Personalized Federated Graph Learning (pFGL) facilitates the decentralized training of Graph Neural Networks (GNNs) without compromising privacy while accommodating personalized requirements for non-IID participants. In cross-domain scenarios, structural heterogeneity poses significant challenges for pFGL. Nevertheless, previous pFGL methods incorrectly share non-generic knowledge globally and fail to tailor personalized solutions locally under domain structural shift. We innovatively reveal that the spectral nature of graphs can well reflect inherent domain structural shifts. Correspondingly, our method overcomes it by sharing generic spectral knowledge. Moreover, we indicate the biased message-passing schemes for graph structures and propose the personalized preference module. Combining both strategies, we propose our pFGL framework FedSSP which Shares generic Spectral knowledge while satisfying graph Preferences. Furthermore, We perform extensive experiments on cross-dataset and cross-domain settings to demonstrate the superiority of our framework. The code is available at https://github.com/OakleyTan/FedSSP.

Paper Structure

This paper contains 19 sections, 16 equations, 4 figures, 3 tables.

Figures (4)

  • Figure 1: Problem illustration. We illustrate the challenges of the cross-domain scenario. (a) Considering the domain structural shifts, clients struggle with knowledge conflict caused by non-generic sharing which arises from the shifts, thus leading to unpromising global collaboration. (b) The aggregated message-passing scheme suffers from inconsistent preferences that remain unsatisfied of specific datasets in this scenario. Consequently, it leads to unsuitable features of graphs in local applications. (c) The heat map of Jensen-Shannon divergence of algebraic connectivity 1973_algebraic and eigenvalues distributions among six datasets from three different domains. Spectral characteristics exhibit significant biases across domains but are more similar within a same domain.

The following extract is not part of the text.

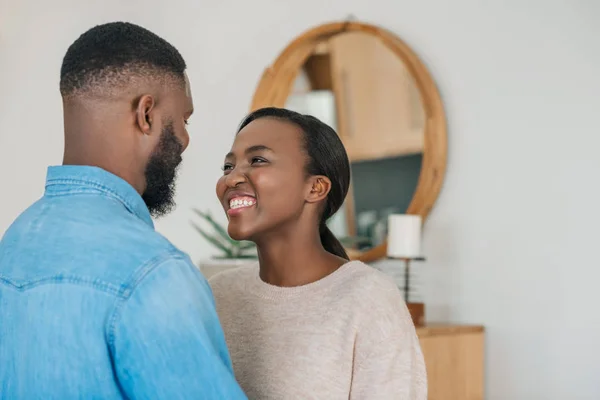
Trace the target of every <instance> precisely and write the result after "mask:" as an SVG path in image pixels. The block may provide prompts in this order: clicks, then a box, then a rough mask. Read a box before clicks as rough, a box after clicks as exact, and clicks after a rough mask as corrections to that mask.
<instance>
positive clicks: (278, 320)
mask: <svg viewBox="0 0 600 400" xmlns="http://www.w3.org/2000/svg"><path fill="white" fill-rule="evenodd" d="M210 285H211V286H212V289H213V292H214V296H215V300H216V304H217V311H218V313H219V317H220V319H221V323H222V325H223V329H224V331H225V338H226V340H227V345H228V347H229V350H230V353H231V358H232V361H233V368H234V371H235V375H236V378H237V380H238V382H239V383H240V385H241V386H242V388H243V389H244V391H245V392H246V394H247V396H248V397H249V398H250V399H251V400H271V399H273V400H301V399H302V400H303V399H319V400H321V399H322V400H337V399H340V400H341V399H352V400H355V399H365V400H366V399H368V400H383V399H385V400H425V399H426V398H427V378H426V372H425V364H424V360H423V354H422V352H421V348H420V346H419V341H418V338H417V336H416V332H415V328H414V326H413V324H412V321H411V318H410V314H409V313H408V310H407V308H406V305H405V303H404V301H403V299H402V295H401V293H400V291H399V290H398V288H397V287H396V285H395V284H394V282H393V281H392V280H391V279H390V278H388V277H387V276H386V275H384V274H383V273H381V272H379V271H377V270H376V269H374V268H371V267H369V266H367V265H365V264H363V263H361V262H358V261H352V262H349V263H347V264H345V265H343V266H342V267H341V268H339V269H338V270H337V271H335V272H334V273H332V274H331V275H329V276H327V277H325V278H323V279H321V280H319V281H317V282H314V283H311V284H308V285H305V286H300V287H293V288H282V287H277V286H272V285H269V284H267V283H265V282H263V281H262V280H261V279H260V277H259V276H258V265H254V266H251V267H241V268H237V269H234V270H229V271H226V272H222V273H220V274H217V275H215V276H214V277H212V278H211V279H210Z"/></svg>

  • Figure 2: Architecture illustration of FedSSP. The left box (a) refers to Generic Spectral Knowledge Sharing (GSKS), where we address knowledge conflict and promote effective global collaboration by sharinggeneric spectral knowledge extracted from spectral encoders $\phi^{e}$ and $\phi^{f}$ while retainingnon-generic in other components. The right box (b) represents Personalized Graph Preference Adjustment (PGPA), where we leverage preference module guided by $\mathcal{L}_{i}^{PGPA}$ for satisfying inconsistent preferences and achieving suitable feature of datasets locally. These two boxes correspondingly refer to the two core strategies of our framework FedSSP.

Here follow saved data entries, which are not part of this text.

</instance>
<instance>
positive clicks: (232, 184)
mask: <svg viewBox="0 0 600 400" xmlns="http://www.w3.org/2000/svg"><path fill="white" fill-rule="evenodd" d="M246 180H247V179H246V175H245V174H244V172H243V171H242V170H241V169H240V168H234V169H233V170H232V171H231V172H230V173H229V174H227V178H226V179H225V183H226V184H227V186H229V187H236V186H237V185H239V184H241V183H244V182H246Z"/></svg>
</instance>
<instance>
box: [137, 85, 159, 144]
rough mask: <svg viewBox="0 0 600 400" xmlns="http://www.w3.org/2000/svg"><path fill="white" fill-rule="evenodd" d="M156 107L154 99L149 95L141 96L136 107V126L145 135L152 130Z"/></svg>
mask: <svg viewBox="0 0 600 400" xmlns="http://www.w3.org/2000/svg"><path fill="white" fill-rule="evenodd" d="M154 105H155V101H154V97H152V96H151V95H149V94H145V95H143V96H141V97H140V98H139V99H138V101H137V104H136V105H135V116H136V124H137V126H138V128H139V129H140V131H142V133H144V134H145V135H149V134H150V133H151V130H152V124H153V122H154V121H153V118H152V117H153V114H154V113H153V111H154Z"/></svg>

  • Figure 3: Test accuracy curves of FedSSP and six other methods along the communication rounds on our three different settings(SM, SM-CV, SM-SN-CV). The y-axis range is from 65 to 85 for all settings.

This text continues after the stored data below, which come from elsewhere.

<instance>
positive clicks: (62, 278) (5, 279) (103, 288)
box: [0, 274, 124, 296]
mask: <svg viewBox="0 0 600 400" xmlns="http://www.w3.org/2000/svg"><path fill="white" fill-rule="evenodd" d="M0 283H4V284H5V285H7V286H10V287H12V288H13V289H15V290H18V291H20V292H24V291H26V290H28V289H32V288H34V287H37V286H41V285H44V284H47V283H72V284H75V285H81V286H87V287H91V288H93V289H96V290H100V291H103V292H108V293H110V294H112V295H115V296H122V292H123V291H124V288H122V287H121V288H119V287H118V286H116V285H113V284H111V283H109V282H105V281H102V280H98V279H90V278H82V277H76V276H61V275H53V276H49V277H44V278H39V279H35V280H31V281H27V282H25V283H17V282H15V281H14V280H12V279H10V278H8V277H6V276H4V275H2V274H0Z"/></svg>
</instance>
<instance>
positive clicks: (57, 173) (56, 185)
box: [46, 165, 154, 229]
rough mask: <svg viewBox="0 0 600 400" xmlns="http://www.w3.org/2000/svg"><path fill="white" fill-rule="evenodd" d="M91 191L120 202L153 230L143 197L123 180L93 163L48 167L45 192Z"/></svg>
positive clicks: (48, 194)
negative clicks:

  • Figure 4: Analysis on hyper-parameter in FedSSP. Graph classification results under different $\tau$, $\mu$, attention heads, and hidden dimensions. Colors green, blue, and yellow refer to performance on single, double, and multi-domain settings (SM, SM-CV, SM-SN-CV). The dashed lines of corresponding colors represent the baseline test accuracy for each setting, which includes only the GSKS strategy.